= Lords Commissioners =

Privy Counsellors who exercise certain functions in the UK Parliament

The Lords Commissioners are privy counsellors appointed by the monarch of the United Kingdom to exercise, on his or her behalf, certain functions relating to Parliament which would otherwise require the monarch's attendance at the Palace of Westminster. These include the opening and prorogation of Parliament, the confirmation of a newly elected Speaker of the House of Commons and the granting of royal assent. The Lords Commissioners are collectively known as the Royal Commission. The Royal Commission includes at least three—and usually five—Lords Commissioners. In current practice, the Lords Commissioners usually include the Lord Chancellor, the Archbishop of Canterbury (who is named but usually does not participate), the leaders of the three major parties in the House of Lords, the convenor of the House of Lords Crossbenchers and (since 2007) the Lord Speaker. Occasionally there are substitutions (such as deputy party leaders) if the normal commissioners are unavailable.

The Lord Chancellor serves as the most senior Lord Commissioner after the Archbishop of Canterbury, who in modern times never participates in the Commission. Traditionally the Lord Chancellor took part in the ceremony and presided over the Royal Commission. However, since the 2007 appointment of Jack Straw, a member of the House of Commons, as Lord Chancellor the person in that office does not participate in Royal Commissions, much like the Archbishop of Canterbury. In this case, the Leader of the House of Lords performs the duties of the Lord Chancellor, with the Lord Speaker of the House of Lords serving as a Lord Commissioner. Exceptions to this procedure were seen in 2009 and 2019, when royal approbation was declared to the elections of John Bercow and Lindsay Hoyle as Commons speaker. On these occasions the lord chancellor, respectively Jack Straw and Robert Buckland, performed this function personally and the Lord Speaker did not serve as a Lord Commissioner.

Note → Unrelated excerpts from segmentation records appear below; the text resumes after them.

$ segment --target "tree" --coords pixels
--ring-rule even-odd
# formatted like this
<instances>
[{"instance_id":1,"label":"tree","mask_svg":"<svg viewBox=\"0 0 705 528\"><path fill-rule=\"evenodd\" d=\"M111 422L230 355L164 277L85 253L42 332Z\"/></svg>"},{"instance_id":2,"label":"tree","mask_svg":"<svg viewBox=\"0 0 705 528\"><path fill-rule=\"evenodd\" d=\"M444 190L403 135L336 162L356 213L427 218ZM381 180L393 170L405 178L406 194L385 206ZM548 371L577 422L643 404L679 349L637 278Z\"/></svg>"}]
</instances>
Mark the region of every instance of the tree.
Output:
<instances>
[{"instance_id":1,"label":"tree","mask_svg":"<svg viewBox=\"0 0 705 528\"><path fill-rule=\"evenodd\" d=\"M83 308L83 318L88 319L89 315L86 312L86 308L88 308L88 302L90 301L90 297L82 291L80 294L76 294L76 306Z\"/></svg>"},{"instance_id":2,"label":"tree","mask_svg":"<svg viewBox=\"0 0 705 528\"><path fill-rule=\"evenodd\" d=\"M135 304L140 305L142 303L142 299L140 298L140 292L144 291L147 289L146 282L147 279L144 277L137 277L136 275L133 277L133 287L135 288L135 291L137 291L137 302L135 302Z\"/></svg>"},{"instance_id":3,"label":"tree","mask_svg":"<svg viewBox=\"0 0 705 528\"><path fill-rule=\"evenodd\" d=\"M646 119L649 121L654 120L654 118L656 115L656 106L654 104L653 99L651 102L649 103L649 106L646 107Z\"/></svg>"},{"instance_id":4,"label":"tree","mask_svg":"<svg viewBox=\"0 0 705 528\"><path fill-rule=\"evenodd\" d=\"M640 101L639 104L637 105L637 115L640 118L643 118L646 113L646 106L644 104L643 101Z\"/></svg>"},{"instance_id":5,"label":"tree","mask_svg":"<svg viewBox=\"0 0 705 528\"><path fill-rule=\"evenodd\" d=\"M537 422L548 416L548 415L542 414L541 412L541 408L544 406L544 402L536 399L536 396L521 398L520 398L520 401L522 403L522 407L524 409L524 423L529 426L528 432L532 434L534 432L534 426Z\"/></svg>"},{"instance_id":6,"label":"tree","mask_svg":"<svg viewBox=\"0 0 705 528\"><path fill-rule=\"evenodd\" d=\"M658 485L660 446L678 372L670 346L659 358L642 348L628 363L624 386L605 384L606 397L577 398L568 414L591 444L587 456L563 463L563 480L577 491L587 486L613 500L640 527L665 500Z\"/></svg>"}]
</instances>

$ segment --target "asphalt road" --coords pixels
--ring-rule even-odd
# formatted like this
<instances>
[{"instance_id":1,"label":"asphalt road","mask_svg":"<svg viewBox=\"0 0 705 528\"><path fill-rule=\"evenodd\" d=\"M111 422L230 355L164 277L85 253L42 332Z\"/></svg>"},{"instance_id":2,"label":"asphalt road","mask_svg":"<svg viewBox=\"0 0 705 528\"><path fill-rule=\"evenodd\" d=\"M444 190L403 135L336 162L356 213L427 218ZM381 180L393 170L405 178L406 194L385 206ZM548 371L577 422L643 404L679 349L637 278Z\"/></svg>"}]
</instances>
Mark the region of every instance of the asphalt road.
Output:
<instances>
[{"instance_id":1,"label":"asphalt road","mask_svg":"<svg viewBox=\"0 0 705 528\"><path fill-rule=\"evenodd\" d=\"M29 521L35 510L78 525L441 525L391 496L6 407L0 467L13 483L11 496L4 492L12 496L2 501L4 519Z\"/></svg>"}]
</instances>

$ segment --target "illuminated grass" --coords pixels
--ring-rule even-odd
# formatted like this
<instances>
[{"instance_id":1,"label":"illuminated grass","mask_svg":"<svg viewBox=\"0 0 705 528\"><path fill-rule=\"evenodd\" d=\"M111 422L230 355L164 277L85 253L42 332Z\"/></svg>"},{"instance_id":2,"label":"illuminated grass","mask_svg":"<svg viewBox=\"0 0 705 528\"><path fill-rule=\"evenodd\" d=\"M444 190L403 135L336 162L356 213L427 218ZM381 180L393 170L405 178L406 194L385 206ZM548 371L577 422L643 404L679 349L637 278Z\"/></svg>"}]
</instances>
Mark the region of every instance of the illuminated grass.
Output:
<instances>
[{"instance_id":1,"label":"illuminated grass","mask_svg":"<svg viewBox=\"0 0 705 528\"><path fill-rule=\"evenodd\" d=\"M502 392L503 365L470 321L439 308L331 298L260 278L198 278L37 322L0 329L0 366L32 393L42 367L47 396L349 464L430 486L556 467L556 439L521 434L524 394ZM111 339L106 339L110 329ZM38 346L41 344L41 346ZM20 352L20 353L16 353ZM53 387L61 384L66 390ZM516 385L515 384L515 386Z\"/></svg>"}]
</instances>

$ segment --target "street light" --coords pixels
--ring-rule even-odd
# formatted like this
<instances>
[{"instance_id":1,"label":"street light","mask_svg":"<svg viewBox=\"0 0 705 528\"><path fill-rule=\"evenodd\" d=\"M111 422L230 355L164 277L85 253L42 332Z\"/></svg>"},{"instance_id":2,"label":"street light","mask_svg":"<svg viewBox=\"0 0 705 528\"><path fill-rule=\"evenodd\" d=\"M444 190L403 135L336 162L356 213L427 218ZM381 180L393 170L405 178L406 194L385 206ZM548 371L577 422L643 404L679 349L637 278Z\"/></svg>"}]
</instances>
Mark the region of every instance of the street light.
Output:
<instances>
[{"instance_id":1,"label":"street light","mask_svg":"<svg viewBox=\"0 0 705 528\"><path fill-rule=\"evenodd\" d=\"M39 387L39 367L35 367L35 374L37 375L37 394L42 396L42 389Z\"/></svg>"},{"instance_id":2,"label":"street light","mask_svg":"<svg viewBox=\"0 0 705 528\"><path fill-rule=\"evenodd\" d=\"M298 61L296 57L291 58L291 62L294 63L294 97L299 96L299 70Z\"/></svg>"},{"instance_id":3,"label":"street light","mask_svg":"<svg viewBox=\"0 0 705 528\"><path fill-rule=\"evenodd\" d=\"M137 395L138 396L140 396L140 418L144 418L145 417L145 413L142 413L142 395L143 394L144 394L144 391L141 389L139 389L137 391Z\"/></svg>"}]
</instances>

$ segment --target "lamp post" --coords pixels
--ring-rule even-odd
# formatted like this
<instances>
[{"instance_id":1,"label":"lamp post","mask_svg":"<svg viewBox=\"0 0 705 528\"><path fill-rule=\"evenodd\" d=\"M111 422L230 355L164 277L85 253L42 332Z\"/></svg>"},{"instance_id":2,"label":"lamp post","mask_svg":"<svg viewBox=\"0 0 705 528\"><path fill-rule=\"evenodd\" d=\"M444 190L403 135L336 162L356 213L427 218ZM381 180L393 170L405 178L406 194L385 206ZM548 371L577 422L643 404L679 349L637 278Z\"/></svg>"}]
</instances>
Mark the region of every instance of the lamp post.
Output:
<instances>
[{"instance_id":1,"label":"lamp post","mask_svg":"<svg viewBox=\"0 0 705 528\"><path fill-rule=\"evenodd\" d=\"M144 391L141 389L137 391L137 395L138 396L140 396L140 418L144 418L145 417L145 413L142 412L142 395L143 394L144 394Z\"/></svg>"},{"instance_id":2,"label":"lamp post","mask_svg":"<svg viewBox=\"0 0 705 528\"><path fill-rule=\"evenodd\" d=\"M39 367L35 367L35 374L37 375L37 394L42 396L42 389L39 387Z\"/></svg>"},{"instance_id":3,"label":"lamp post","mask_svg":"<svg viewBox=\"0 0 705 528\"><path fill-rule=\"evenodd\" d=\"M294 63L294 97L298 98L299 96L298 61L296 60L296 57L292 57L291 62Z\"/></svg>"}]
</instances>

The Lords Commissioners enter the chamber of the House of Lords at the appointed time, and take seats on a structure temporarily placed for the duration of the ceremony. The Lord Chancellor or Leader of the House of Lords, as the most senior Lord Commissioner, commands the gentleman/lady usher of the Black Rod to summon the House of Commons. Representatives of the House of Commons arrive at the Bar of the House of Lords, and bow thrice, but do not actually enter the Lords Chamber. After each bow, male Lords Commissioners doff their hats to the members of Parliament while female Lords Commissioners bow their heads in return. The reading clerk of the House of Lords then reads the Monarch's Commission, which authorises the Lords Commissioners. After the appropriate business has been transacted, the Commons again bow thrice and depart.